We got in line for our shoes as the attendant behind the counter dusted each pair before he handed them out. The shoes were made of different colors, and they had a large number on the heel. I had never seen anything like them. Then we pick out our bowling balls. Mine was the lightest you could get and it was still too heavy. I then went to my mother for the main event…the french-fries. She said what she always said, “No.”
This new experience just got boring. I took my turn, I rolled the ball, I went back to my seat and watched others do the same. I didn’t get it. When I was told it was over, I sat where I was told in the eating area, and watched Carol’s children eat french-fries and hot dogs. As I watched guzzle their cokes and do the that-is-refreshing-sigh, it was more than I could bare. Carol sat there with Mom, and they were looking over papers and writing with pencils. I was ready to go home.

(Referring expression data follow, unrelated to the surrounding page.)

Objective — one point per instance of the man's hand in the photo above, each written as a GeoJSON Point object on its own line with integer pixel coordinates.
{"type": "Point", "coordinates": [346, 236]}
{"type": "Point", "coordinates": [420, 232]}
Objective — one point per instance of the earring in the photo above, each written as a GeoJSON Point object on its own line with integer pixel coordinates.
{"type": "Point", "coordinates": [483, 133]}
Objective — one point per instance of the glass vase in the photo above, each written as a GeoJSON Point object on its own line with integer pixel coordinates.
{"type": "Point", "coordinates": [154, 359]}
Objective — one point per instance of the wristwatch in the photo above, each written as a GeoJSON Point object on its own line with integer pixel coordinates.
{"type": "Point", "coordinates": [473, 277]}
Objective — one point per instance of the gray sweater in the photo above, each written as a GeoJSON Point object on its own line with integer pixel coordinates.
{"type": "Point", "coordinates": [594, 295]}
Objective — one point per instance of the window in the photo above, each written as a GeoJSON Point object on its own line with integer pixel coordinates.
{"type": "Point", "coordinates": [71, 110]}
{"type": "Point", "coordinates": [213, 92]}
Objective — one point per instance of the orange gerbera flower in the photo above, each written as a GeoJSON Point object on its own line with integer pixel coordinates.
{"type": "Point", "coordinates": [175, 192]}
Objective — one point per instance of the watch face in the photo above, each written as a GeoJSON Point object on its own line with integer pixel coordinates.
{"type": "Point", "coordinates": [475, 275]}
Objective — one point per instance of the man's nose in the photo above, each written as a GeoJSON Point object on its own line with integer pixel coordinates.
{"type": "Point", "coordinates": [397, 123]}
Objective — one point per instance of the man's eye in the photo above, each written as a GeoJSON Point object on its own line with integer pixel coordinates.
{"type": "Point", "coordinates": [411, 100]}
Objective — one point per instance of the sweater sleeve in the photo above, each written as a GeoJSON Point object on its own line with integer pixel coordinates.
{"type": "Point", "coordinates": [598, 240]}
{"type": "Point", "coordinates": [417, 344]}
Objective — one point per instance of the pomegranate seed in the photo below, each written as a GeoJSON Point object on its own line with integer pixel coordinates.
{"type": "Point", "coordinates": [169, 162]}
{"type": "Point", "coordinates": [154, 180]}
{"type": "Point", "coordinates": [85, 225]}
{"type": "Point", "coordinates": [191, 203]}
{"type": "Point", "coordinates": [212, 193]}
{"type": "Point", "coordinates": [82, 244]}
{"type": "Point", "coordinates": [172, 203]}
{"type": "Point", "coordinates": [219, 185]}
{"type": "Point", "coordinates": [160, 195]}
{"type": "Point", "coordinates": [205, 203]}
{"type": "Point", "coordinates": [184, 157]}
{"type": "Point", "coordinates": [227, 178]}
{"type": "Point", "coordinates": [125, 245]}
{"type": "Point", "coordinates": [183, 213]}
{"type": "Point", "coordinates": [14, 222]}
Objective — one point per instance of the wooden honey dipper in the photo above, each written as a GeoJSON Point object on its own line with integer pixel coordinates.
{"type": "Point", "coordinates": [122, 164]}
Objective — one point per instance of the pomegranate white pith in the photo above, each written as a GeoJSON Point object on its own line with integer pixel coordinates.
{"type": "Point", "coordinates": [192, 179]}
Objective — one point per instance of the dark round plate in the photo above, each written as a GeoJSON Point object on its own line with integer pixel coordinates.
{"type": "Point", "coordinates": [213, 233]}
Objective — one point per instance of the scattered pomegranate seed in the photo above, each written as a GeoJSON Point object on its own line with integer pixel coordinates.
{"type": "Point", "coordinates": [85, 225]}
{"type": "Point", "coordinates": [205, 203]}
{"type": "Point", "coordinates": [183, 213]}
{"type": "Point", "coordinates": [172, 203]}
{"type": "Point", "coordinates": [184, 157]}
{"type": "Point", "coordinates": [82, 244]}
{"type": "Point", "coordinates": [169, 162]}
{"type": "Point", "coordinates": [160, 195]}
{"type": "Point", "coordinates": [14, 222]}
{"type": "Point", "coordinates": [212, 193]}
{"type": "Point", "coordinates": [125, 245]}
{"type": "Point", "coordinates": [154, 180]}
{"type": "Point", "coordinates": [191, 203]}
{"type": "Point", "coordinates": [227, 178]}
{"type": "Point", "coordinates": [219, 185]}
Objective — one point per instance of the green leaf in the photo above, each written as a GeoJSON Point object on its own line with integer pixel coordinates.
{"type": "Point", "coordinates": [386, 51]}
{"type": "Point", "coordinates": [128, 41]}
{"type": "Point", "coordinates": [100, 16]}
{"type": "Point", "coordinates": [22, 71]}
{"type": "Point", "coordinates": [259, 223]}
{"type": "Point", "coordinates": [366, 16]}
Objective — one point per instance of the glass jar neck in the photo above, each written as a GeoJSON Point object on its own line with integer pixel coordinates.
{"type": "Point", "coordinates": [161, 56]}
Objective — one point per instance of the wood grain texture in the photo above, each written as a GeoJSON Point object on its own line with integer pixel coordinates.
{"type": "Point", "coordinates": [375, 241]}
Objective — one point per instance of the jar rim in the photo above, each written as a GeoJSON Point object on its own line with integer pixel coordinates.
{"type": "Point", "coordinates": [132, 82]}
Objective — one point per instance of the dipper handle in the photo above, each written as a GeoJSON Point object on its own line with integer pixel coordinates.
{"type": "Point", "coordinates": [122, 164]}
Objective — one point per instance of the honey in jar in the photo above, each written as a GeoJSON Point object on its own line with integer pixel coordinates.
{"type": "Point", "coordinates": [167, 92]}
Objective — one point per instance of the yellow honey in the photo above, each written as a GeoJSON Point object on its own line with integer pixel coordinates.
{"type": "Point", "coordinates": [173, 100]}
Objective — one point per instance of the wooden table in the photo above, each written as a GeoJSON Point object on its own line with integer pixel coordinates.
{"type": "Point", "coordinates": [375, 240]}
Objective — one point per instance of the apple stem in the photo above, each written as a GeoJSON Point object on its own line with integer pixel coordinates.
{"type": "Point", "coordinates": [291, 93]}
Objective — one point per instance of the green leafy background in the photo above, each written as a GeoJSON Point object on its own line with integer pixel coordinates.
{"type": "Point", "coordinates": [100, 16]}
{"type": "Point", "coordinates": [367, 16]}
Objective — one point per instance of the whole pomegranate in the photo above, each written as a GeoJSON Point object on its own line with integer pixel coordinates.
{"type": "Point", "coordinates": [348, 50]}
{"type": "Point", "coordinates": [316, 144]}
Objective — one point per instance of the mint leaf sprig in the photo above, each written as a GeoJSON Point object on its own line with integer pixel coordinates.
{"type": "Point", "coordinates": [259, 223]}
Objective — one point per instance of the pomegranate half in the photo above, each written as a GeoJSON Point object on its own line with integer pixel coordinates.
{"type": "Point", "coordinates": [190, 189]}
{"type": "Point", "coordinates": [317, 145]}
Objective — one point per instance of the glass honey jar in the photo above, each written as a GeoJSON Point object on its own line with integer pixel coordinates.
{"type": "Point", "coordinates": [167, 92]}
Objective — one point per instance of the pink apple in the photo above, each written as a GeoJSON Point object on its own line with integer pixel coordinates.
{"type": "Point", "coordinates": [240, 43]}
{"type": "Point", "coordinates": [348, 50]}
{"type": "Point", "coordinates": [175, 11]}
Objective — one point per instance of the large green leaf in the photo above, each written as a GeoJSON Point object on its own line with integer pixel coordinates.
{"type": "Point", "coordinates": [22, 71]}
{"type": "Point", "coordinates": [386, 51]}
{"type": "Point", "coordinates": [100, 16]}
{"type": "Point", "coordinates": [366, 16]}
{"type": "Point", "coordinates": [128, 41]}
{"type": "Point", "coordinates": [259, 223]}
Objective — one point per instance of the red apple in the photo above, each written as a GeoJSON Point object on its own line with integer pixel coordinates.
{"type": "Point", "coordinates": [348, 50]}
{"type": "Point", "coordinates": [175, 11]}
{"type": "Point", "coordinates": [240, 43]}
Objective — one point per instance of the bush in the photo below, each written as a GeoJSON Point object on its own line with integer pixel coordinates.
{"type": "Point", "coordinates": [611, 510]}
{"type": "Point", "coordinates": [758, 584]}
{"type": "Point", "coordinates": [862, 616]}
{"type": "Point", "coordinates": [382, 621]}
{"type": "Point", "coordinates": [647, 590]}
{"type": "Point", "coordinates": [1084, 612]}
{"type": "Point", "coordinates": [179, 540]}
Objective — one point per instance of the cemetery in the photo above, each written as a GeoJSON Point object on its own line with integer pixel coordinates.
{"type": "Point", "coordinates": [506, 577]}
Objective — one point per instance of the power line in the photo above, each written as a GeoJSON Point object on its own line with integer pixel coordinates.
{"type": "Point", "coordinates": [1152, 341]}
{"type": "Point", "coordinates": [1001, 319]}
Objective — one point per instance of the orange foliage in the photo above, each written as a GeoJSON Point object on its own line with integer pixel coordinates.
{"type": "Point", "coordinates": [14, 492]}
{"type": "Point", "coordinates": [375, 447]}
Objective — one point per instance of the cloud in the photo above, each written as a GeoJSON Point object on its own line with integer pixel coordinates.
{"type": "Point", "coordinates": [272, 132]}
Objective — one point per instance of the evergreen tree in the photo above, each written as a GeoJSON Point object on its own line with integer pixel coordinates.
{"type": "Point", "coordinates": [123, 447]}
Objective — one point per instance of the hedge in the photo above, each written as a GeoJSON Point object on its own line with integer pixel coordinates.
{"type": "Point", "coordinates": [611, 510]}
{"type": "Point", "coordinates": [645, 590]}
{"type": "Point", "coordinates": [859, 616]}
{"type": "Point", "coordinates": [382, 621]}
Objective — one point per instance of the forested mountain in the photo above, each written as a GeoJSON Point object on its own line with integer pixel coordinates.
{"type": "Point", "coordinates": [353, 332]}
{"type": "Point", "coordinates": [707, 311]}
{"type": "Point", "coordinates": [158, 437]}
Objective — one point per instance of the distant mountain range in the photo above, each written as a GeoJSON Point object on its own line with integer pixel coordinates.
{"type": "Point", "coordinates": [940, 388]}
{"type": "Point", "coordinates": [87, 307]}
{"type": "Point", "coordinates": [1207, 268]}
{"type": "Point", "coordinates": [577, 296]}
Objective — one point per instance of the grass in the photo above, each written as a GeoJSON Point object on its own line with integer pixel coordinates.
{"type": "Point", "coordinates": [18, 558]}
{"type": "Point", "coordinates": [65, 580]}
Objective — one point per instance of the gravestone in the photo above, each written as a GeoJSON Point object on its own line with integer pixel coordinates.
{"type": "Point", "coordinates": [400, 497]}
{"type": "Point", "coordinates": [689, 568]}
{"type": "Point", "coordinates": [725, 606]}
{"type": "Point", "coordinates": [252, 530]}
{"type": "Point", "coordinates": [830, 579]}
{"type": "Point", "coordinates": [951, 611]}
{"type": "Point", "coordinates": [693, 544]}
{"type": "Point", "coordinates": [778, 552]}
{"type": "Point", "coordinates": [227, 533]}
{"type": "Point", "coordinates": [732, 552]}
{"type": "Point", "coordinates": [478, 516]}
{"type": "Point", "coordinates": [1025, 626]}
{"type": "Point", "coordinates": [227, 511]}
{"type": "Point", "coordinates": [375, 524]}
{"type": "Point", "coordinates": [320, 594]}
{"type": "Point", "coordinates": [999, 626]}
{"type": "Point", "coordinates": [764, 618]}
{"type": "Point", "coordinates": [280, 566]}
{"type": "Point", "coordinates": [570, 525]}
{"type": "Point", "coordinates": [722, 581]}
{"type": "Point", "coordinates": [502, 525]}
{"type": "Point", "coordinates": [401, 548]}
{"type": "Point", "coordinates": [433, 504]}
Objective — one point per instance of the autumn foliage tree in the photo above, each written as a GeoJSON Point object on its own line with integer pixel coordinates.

Suddenly, Carol started to giggle, then laugh, and tear up. “Dale, you scored a three,” she could barely get through the laughter, “How did you do that?”
My mother started laughing, and then the entire table. That was the birth of an ongoing joke that has lasted since that morning. So, anytime I went bowling, or that my family went bowling, or anytime there was a conversation with bowling in it, my score that morning is laughed about.
That memory came up the other day when I was laughed at when I did something silly. The bowling score of ‘3’ was a sore spot with me for a long time. When others were laughing, I was providing a courteous grin while stewing inside. Life gives us a score of ‘3’ sometimes, and today I find that I can laugh as well. I was ten. Stewing gained me nothing. I can decide to worry about scores and be miserable, or decide to have fun and laugh with everyone else after. Even when I bowl today I have yet to break ‘100’. But you know what? I can buy my own darn french-fries.